Ever since I started digitizing my music library, I’ve struggled with the pronunciation of the word “genre.” I started out saying John Ree, perhaps imagining him as a pioneer in the field of music classification; sort of a spiritual ancestor to the Music Genome Project. Later, I adopted the slurred buzzing intonation that inhabits a kind of Transylvania between the letters “G” and “J” – while retaining a very down-to-earth terminal “ree.” As it turns out, there are two options for correctly pronouncing the word – neither of which I had inferred.

Genres Approximating AlternativeEven more frustrating than the pronunciation of genre is its application to a large music library.

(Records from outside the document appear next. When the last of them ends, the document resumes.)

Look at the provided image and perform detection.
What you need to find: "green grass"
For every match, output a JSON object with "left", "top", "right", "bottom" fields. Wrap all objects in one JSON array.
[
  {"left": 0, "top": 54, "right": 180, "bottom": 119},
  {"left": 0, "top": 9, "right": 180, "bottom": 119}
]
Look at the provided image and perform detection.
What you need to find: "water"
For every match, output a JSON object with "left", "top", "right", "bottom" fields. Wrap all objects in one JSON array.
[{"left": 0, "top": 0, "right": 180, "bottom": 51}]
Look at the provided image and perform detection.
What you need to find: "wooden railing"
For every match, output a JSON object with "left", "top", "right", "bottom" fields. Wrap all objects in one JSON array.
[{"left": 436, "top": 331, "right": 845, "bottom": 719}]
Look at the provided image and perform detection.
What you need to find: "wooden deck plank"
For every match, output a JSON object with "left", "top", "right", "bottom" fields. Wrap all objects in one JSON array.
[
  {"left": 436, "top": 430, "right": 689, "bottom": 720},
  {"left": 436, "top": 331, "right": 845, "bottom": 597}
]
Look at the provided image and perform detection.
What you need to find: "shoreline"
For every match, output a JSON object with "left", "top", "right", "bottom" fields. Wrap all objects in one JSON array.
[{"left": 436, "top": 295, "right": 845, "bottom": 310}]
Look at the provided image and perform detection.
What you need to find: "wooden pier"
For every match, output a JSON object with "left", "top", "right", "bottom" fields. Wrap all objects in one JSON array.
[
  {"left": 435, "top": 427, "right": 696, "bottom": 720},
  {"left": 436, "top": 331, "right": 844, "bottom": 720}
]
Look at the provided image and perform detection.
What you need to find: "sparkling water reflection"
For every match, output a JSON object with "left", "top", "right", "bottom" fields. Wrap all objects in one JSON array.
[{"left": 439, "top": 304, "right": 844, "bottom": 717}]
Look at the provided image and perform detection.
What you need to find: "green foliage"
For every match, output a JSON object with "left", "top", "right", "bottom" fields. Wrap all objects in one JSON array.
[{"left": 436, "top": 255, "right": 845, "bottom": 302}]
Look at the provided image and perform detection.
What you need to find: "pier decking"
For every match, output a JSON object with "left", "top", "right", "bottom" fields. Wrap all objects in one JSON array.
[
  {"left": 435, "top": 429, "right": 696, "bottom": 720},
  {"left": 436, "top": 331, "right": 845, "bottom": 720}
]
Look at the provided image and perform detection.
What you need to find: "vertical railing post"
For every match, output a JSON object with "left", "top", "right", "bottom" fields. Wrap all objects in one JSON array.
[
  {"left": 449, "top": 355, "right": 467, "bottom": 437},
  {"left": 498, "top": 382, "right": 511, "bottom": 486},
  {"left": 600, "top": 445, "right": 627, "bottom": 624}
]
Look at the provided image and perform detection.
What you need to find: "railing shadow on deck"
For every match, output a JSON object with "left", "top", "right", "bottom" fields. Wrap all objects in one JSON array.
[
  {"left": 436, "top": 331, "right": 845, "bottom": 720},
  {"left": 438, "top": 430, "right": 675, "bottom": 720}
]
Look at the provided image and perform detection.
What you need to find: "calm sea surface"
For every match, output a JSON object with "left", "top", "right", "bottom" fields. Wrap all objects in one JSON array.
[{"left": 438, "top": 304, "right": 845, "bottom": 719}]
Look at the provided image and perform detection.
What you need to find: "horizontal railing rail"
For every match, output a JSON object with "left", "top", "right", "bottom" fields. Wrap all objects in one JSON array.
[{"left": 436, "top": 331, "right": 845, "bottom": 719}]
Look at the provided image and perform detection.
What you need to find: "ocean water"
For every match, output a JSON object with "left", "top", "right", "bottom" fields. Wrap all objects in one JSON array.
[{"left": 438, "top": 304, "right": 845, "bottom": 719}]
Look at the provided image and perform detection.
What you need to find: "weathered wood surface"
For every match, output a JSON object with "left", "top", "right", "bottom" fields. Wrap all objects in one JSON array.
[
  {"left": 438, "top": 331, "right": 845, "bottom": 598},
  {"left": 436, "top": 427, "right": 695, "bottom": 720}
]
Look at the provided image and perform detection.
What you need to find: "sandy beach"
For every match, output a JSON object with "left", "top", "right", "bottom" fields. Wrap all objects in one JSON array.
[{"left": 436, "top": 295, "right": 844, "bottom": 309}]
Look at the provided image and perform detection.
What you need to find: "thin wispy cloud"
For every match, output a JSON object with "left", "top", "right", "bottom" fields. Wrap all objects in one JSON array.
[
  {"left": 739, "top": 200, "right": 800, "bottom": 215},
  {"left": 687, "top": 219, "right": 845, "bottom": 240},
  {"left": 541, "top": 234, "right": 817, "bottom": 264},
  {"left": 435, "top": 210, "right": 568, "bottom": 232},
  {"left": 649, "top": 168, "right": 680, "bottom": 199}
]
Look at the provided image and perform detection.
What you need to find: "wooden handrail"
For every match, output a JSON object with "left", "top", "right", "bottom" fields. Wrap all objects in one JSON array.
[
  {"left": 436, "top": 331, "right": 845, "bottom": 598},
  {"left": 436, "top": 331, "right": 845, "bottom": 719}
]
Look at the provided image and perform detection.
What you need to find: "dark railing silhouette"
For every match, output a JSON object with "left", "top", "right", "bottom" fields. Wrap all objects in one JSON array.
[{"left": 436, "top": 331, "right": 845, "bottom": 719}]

Of course, nobody can quite agree on what to call a particular style, whether or not to include a group in that definition, and how that definition should ultimately be formatted. As a result, I have been left with 195 genres, most of which are horrendous chimeras of entities once resembling words. The ten (ten!) variations on “alternative” are, by themselves,  enough to cause me physical pain.

Over time, I have organized my music by artist and album – more recently going through and ensuring that albums have artwork (if at all possible) and have been played at least once. The last column in iTunes to be tamed is genre; even the thought of beginning such lugubrious work causes me to feel chilled. Indeed, does one consistently put an artist into a genre, or does their evolution require a new evaluation with each album? How about that one song on an album that doesn’t fit? Does that get its own label or must it be squished in amongst its appropriately-labeled brethren? Would anything be lost if I replaced all genre classification with “music?”